A simple and feasible questionnaire to estimate menstrual blood loss: relationship with hematological and gynecological parameters in young women
- PMID: 24886470
- PMCID: PMC4046034
- DOI: 10.1186/1472-6874-14-71
A simple and feasible questionnaire to estimate menstrual blood loss: relationship with hematological and gynecological parameters in young women
Abstract
Background: Menstrual blood loss (MBL) has been shown to be an important determinant in iron status, work performance and well-being. Several methods have been developed to estimate MBL, the standard quantitative method however has limited application in clinical practice as it is expensive and requires women to collect, store and submit their sanitary products for analysis. We therefore aimed to develop a MBL-score based on a questionnaire, and to validate it by several hematological and biochemical parameters in women of childbearing age.

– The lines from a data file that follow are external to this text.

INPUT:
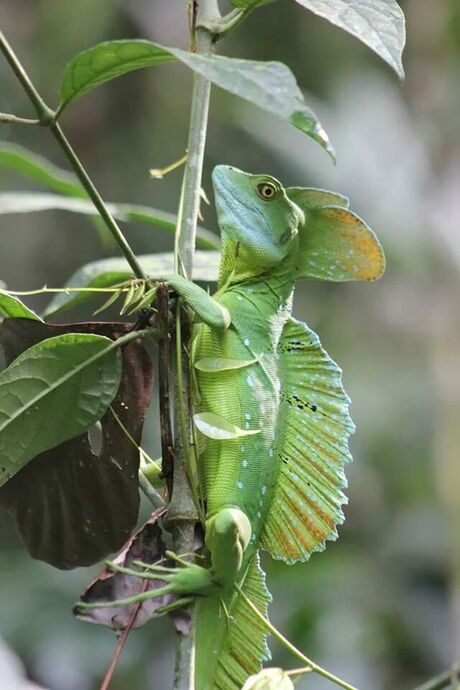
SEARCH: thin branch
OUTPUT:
[0,31,145,278]
[156,283,174,497]
[0,113,41,125]
[167,0,220,690]
[235,584,357,690]
[99,580,149,690]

Methods: A total of 165 healthy young women were recruited. Hematological (hematocrit, hemoglobin, erythrocyte, leucocyte and platelet counts) and iron status (serum iron, serum ferritin, serum transferrin, and total iron binding capacity) parameters were analyzed at baseline. Women were asked to fulfill two gynecological questionnaires: a general questionnaire, to inform about the volunteer's general menstrual characteristics; and a MBL questionnaire, to provide details of the duration of menstruation, number of heavy blood loss days, and number and type of pads and/or tampons used during the heaviest bleeding day, for all consecutive menstrual periods during 16 weeks. A MBL-score was calculated for each period and women, and its reliability determined by the Cronbach's alpha coefficient. Pearson's linear correlation tests were performed between blood parameters and the MBL-score. Two clusters were formed according the MBL-score (cluster 1: low MBL and cluster 2: high MBL).
Results: Significant higher MBL-score was observed in women who reported having a history of anemia (p = 0.015), staining the bed at night during menstruation (p < 0.001) and suffering inter-menstrual blood loss (p = 0.044), compared to those who did not. Women who used hormonal contraceptives presented lower MBL-scores than the others (p = 0.004). The MBL-score was negatively associated with log-ferritin (p = 0.006) and platelet count (p = 0.011). Women in cluster 1 presented higher ferritin (p = 0.043) than women in cluster 2.
Conclusions: We developed an easy and practical method for estimating menstrual blood loss based on a score calculated from a questionnaire in healthy women at childbearing age. The MBL-score is highly reliable and reflects menstrual blood loss validated by hematological and biochemical parameters.